I’m back from a training camp for a student club I’m active in my university. During those four days I felt more introverted than I’ve ever felt in my whole life. If I’d gone with the rest of my club members I could have had tons of fun goofing around with them. Sadly, I had to go alone. Our student club has branches in a lot of universities around the country, and each branch had to send only one representative to the camp.
Needless to say, I was bored out of my mind. I’m not going to lamely blame the others and call them names, but they were so different from me. They had a completely different sense of humor and fun, where I just felt like they laughed at all the wrong things way too loudly. And even when I pulled up a chair and tried to join a conversation I felt very out of place.
Readers, I hope none of you ever end up in a four day camp with a bunch of people who have no idea what you’re talking about. Who have no interest in what you’re like. I hate them, not because of our differences, but because of the way they could have so much fun while I was struggling so much. I guess it is simply envy on my part.
Right before I went to the camp, I finished “Severed Heads, Broken Hearts,” (also called “The Beginning of Everything”) a young adult book in which a popular teenage boy suddenly has to fit in with the geeky kids and discovers that they have a huge and wonderful world of their own. My situation in reverse. Ezra has it easier though, since the geeky kids are welcoming and eager to introduce him to their ways.
I don’t read too many young adult books anymore, but I found this one very funny (and filled with tons of references to geek culture) and interesting because it was told from the perspective of a boy. His love interest Cassidy felt like she’d flown out of a John Green book, though I also had fun reading about her weird interests and personality.

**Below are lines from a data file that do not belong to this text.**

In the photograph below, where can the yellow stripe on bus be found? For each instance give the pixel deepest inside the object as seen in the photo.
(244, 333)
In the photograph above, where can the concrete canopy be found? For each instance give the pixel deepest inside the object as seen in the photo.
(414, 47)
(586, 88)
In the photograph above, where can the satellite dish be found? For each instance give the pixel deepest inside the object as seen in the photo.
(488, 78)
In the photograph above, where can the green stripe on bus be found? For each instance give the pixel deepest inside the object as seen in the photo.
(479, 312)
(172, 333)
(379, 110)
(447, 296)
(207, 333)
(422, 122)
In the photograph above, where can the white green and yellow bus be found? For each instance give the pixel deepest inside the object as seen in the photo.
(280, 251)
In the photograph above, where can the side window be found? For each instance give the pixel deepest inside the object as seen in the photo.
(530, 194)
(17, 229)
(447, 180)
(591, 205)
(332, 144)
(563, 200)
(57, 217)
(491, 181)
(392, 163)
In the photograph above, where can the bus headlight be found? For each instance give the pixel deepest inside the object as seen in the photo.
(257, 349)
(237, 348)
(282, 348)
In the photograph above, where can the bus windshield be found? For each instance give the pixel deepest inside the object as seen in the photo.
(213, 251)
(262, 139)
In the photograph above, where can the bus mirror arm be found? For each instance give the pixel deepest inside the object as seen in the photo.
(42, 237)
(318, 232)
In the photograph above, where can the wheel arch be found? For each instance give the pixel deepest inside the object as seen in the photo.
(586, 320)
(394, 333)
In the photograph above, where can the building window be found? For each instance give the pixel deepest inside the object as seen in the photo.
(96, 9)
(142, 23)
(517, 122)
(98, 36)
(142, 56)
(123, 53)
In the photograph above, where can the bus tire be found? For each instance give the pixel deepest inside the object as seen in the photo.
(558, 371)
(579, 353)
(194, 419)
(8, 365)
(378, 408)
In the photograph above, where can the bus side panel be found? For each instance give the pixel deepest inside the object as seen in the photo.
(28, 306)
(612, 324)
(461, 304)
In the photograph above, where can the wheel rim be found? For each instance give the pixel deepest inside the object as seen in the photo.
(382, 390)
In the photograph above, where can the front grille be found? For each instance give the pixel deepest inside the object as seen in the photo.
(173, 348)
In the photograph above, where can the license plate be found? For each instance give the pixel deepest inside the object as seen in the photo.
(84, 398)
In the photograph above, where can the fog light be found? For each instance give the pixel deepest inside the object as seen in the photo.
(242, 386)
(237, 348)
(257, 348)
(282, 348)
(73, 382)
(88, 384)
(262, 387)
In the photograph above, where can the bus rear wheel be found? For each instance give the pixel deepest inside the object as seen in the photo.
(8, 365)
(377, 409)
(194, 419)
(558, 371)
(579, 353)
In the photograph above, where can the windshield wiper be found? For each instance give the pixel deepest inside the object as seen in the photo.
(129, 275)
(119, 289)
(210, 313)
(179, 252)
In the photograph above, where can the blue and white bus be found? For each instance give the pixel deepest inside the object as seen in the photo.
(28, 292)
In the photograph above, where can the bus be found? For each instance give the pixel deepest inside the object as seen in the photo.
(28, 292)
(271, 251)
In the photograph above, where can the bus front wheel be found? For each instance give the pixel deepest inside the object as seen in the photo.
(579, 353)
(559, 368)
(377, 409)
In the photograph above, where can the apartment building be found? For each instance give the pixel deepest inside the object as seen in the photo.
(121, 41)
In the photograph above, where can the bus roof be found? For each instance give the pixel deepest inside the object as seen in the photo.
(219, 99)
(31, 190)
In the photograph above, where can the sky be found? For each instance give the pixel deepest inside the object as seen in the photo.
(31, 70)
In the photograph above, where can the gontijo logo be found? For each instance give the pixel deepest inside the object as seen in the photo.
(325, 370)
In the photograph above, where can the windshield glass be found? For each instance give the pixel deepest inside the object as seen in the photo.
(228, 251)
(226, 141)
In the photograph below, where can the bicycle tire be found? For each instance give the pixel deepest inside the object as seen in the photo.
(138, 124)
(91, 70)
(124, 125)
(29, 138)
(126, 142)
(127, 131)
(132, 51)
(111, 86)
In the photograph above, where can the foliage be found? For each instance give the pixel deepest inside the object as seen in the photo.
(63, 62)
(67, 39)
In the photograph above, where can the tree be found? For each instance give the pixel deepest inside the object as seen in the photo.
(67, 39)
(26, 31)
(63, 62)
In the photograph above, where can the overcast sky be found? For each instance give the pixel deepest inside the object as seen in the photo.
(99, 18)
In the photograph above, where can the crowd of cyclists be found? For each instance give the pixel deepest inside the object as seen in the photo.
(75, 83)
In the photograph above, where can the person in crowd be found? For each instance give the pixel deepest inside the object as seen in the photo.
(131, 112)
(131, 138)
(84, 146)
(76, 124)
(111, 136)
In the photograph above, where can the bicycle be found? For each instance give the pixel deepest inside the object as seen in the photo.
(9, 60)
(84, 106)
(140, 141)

At the camp, I met a wonderful person who was very nice and who tried to include me in some of the cool kids’ activities. I dubbed him Mr. Too Cool For Me, because he really was too cool for me. He was smoking, drinking and partying with the rest of them and I could not understand how he could even befriend me, the girl who carried around a book in her purse. Nevertheless, he did befriend me, and I felt very comfortable just talking to him since we had more mutual interests than I’d expected, and for just a moment it was nice to pretend that he wasn’t too cool for me.
Ezra is luckier than me in that aspect I suppose, though at times he also felt that Cassidy was too cool for him. This book does give hope that over mutual interests people bond, and no one is “too cool”. And throughout the book, the very definition of “cool” shifts from the popular jocks and cheerleaders to the debate club kids who like to dream big. When you think this way, it seems like I’m the one who is too cool for Mr. Too Cool For Me. Or maybe I should just stop talking like people are two dimentional, without any depth to their personalities, like they’re characters of a YA book.
And just to clarify, I did try to socialize. I’m shining my shoes for the Fat Lady after all. I just did not do a top notch job at it, but it’s okay. There is a huge world out there to discover and all sorts of people to meet. As for “Severed Heads, Broken Hearts”, it was one of the nicest YA books I’ve read so far. No whiny girl narration, no bubbly romance, lots of Harry Potter references, very easy to read. Recommended to young adult fiction fans.